When can an expander code correct $Ω(n)$ errors in $O(n)$ time?
Kuan Cheng, Minghui Ouyang, Chong Shangguan, Yuanting Shen
TL;DR
This work analyzes when expander-based Tanner codes $T(G,C_0)$ can correct a linear fraction of errors in linear time, focusing on the interplay between the graph expansion $\delta$ and the inner code's minimum distance $d_0$. It proves near-optimal bounds: $\delta d_0>3$ suffices for deterministic linear-time decoding and $\delta d_0>1$ is necessary, improving prior results that tied decoding guarantees to stricter conditions. The authors introduce two decoding paradigms—deterministic MainDecode and linear-time randomized decoding—built on a novel flip strategy (EasyFlip/DeepFlip) and a HardSearch refinement that collectively ensure linear-time recovery from $\Theta(n)$ errors. The results close a substantial portion of the gap between known sufficient conditions and necessary conditions, with explicit decoding radii and concrete time bounds, while outlining future directions to tighten constants and extend to broader inner-code families.

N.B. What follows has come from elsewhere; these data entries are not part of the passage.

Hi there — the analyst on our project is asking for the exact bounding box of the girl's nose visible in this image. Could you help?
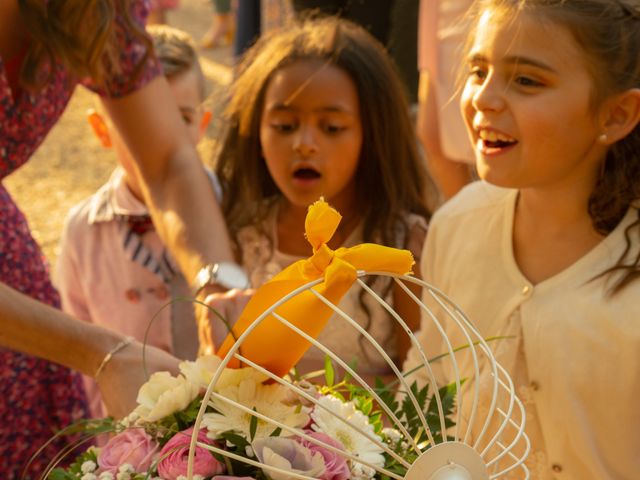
[471,74,505,112]
[293,126,318,158]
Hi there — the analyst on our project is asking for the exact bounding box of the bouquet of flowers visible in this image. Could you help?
[47,356,455,480]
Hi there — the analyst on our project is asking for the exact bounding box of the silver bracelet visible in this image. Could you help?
[93,337,135,380]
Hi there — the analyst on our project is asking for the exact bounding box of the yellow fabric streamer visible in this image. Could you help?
[217,199,414,376]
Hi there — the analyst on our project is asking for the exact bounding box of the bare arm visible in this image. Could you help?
[104,76,233,282]
[0,283,178,417]
[393,224,427,365]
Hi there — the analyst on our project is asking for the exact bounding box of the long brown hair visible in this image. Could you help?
[18,0,153,91]
[216,18,430,255]
[475,0,640,294]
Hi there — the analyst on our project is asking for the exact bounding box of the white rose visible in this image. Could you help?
[134,372,199,422]
[179,355,220,388]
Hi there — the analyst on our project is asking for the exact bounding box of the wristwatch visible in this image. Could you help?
[193,262,249,297]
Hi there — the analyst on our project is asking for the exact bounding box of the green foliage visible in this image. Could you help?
[47,448,98,480]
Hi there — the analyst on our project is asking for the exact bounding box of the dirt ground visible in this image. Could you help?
[4,0,233,266]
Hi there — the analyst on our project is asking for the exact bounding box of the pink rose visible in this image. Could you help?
[98,428,158,475]
[158,427,224,480]
[298,431,351,480]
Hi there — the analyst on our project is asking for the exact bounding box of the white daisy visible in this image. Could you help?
[311,396,384,476]
[202,378,309,440]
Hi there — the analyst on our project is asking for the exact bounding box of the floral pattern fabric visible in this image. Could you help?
[0,0,160,479]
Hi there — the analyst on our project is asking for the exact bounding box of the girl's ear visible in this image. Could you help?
[87,109,112,148]
[200,110,212,136]
[601,88,640,145]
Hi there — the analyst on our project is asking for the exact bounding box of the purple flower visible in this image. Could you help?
[98,428,158,475]
[158,427,224,480]
[298,431,350,480]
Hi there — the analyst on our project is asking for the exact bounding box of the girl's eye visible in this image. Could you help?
[324,125,345,134]
[271,123,295,133]
[514,75,542,87]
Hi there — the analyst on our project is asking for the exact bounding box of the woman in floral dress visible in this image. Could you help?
[0,0,231,479]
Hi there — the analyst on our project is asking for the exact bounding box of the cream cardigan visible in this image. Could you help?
[405,182,640,480]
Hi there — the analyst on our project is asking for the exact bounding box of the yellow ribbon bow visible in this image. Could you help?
[217,199,414,376]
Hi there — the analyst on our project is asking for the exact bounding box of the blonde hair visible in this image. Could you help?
[474,0,640,294]
[147,25,206,99]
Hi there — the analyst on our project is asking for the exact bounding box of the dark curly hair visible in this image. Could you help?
[216,17,430,255]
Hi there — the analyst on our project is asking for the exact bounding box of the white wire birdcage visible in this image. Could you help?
[188,271,529,480]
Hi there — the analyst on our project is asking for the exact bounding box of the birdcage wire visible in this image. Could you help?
[188,271,530,480]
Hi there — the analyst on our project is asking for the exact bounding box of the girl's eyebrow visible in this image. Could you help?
[469,53,558,74]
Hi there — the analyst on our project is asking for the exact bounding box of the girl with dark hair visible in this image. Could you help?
[406,0,640,480]
[201,18,430,374]
[0,0,231,472]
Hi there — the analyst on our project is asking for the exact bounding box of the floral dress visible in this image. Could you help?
[0,1,160,479]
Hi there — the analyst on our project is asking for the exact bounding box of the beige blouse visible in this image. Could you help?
[405,182,640,480]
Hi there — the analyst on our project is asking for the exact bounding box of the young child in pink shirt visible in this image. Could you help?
[56,25,211,416]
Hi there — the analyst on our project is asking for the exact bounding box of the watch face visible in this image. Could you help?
[214,262,249,289]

The work has potential impact on practical linear-time decodable codes with strong distance properties and informs the limits of graph-based decoding strategies for expander codes.
Abstract
Tanner codes are graph-based linear codes whose parity-check matrices can be characterized by a bipartite graph $G$ together with a linear inner code $C_0$. Expander codes are Tanner codes whose defining bipartite graph $G$ has good expansion property. This paper is motivated by the following natural and fundamental problem in decoding expander codes: What are the sufficient and necessary conditions that $δ$ and $d_0$ must satisfy, so that \textit{every} bipartite expander $G$ with vertex expansion ratio $δ$ and \textit{every} linear inner code $C_0$ with minimum distance $d_0$ together define an expander code that corrects $Ω(n)$ errors in $O(n)$ time? For $C_0$ being the parity-check code, the landmark work of Sipser and Spielman (IEEE-TIT'96) showed that $δ>3/4$ is sufficient; later Viderman (ACM-TOCT'13) improved this to $δ>2/3-Ω(1)$ and he also showed that $δ>1/2$ is necessary. For general linear code $C_0$, the previously best-known result of Dowling and Gao (IEEE-TIT'18) showed that $d_0=Ω(cδ^{-2})$ is sufficient, where $c$ is the left-degree of $G$. In this paper, we give a near-optimal solution to the above question for general $C_0$ by showing that $δd_0>3$ is sufficient and $δd_0>1$ is necessary, thereby also significantly improving Dowling-Gao's result. We present two novel algorithms for decoding expander codes, where the first algorithm is deterministic, and the second one is randomized and has a larger decoding radius.